Rethinking CLIP-based Video Learners in Cross-Domain Open-Vocabulary Action Recognition
- URL: http://arxiv.org/abs/2403.01560v2
- Date: Fri, 24 May 2024 14:47:03 GMT
- Title: Rethinking CLIP-based Video Learners in Cross-Domain Open-Vocabulary Action Recognition
- Authors: Kun-Yu Lin, Henghui Ding, Jiaming Zhou, Yu-Ming Tang, Yi-Xing Peng, Zhilin Zhao, Chen Change Loy, Wei-Shi Zheng,
- Abstract summary: In this paper, we focus on one critical challenge of the task, namely scene bias, and accordingly contribute a novel scene-aware video-text alignment method.
Our key idea is to distinguish video representations apart from scene-encoded text representations, aiming to learn scene-agnostic video representations for recognizing actions across domains.

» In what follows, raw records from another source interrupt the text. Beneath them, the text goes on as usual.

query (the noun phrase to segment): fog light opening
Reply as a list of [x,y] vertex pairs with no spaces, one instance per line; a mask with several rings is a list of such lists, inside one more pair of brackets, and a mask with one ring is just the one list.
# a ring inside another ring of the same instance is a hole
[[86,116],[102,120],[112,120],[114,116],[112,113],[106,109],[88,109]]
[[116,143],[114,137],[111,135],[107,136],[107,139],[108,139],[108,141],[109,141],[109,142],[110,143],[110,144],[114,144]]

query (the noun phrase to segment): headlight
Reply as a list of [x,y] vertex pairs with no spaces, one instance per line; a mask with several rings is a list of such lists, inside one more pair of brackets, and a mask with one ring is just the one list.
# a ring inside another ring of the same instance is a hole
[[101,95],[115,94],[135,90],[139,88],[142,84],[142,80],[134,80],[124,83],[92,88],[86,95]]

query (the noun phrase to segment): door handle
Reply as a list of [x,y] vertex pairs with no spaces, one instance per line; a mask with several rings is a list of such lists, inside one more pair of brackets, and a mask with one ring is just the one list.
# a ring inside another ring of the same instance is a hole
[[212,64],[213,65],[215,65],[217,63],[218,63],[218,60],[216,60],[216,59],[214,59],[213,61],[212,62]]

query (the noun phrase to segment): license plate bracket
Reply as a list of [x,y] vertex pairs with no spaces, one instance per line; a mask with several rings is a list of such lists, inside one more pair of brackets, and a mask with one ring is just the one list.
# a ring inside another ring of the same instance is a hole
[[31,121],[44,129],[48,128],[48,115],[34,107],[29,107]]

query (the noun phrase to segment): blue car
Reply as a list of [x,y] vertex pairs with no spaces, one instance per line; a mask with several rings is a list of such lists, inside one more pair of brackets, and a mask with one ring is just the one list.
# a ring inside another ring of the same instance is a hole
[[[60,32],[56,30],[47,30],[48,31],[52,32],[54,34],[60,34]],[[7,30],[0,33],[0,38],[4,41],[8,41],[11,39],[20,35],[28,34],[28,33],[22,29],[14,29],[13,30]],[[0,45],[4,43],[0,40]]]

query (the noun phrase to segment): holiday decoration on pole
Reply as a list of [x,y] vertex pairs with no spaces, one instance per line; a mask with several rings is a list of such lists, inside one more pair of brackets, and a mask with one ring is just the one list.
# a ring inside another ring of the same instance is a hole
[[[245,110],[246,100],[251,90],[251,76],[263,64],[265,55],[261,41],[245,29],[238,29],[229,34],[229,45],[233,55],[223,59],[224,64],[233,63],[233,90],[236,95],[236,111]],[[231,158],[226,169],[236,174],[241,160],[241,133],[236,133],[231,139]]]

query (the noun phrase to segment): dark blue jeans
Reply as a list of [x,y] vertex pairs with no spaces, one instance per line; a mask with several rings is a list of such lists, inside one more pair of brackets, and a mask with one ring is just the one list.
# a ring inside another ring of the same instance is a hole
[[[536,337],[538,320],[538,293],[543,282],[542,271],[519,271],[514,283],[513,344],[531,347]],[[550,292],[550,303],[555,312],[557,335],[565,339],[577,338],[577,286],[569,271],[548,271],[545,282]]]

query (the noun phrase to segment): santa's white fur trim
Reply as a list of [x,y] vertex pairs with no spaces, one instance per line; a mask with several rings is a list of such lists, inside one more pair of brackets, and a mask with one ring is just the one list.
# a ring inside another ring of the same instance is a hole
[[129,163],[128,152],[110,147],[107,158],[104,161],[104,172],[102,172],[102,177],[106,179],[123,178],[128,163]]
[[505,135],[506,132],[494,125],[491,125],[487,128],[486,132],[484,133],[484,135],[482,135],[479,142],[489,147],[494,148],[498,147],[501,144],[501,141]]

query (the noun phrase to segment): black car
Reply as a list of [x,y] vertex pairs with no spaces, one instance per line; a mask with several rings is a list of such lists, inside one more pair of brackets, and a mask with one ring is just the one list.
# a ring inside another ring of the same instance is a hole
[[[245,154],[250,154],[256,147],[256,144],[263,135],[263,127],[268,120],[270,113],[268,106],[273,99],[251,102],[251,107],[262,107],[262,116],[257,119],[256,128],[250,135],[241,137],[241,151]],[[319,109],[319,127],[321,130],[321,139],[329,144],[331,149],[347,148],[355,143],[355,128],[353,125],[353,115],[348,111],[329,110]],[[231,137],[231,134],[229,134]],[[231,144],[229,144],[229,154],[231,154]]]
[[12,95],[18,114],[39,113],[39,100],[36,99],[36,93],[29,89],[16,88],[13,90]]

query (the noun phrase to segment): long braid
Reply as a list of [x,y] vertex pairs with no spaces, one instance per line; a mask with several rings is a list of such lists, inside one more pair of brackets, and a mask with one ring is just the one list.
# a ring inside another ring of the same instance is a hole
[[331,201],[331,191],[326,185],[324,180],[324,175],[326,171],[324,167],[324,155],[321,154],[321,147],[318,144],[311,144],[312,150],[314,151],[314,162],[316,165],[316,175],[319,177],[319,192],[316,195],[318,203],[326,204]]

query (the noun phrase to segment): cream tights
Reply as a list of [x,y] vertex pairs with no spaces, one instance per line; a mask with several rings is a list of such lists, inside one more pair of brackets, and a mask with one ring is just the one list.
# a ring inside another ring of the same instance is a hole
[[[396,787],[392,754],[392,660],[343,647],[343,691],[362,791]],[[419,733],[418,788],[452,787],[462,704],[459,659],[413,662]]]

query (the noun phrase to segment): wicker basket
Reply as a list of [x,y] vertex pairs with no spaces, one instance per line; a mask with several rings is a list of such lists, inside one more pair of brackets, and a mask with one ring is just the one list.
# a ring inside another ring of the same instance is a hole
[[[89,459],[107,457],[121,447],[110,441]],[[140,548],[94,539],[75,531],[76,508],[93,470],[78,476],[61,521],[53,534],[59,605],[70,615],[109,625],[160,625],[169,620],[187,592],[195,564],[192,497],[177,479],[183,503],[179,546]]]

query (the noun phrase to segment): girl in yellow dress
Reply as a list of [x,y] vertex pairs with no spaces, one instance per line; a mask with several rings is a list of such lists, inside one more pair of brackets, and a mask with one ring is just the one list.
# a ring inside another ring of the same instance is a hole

- Score: 84.31749632725929
- License: http://arxiv.org/licenses/nonexclusive-distrib/1.0/
- Abstract: Building upon the impressive success of CLIP (Contrastive Language-Image Pretraining), recent pioneer works have proposed to adapt the powerful CLIP to video data, leading to efficient and effective video learners for open-vocabulary action recognition. Inspired by that humans perform actions in diverse environments, our work delves into an intriguing question: Can CLIP-based video learners effectively generalize to video domains they have not encountered during training? To answer this, we establish a CROSS-domain Open-Vocabulary Action recognition benchmark named XOV-Action, and conduct a comprehensive evaluation of five state-of-the-art CLIP-based video learners under various types of domain gaps. The evaluation demonstrates that previous methods exhibit limited action recognition performance in unseen video domains, revealing potential challenges of the cross-domain open-vocabulary action recognition task. In this paper, we focus on one critical challenge of the task, namely scene bias, and accordingly contribute a novel scene-aware video-text alignment method. Our key idea is to distinguish video representations apart from scene-encoded text representations, aiming to learn scene-agnostic video representations for recognizing actions across domains. Extensive experiments demonstrate the effectiveness of our method. The benchmark and code will be available at https://github.com/KunyuLin/XOV-Action/.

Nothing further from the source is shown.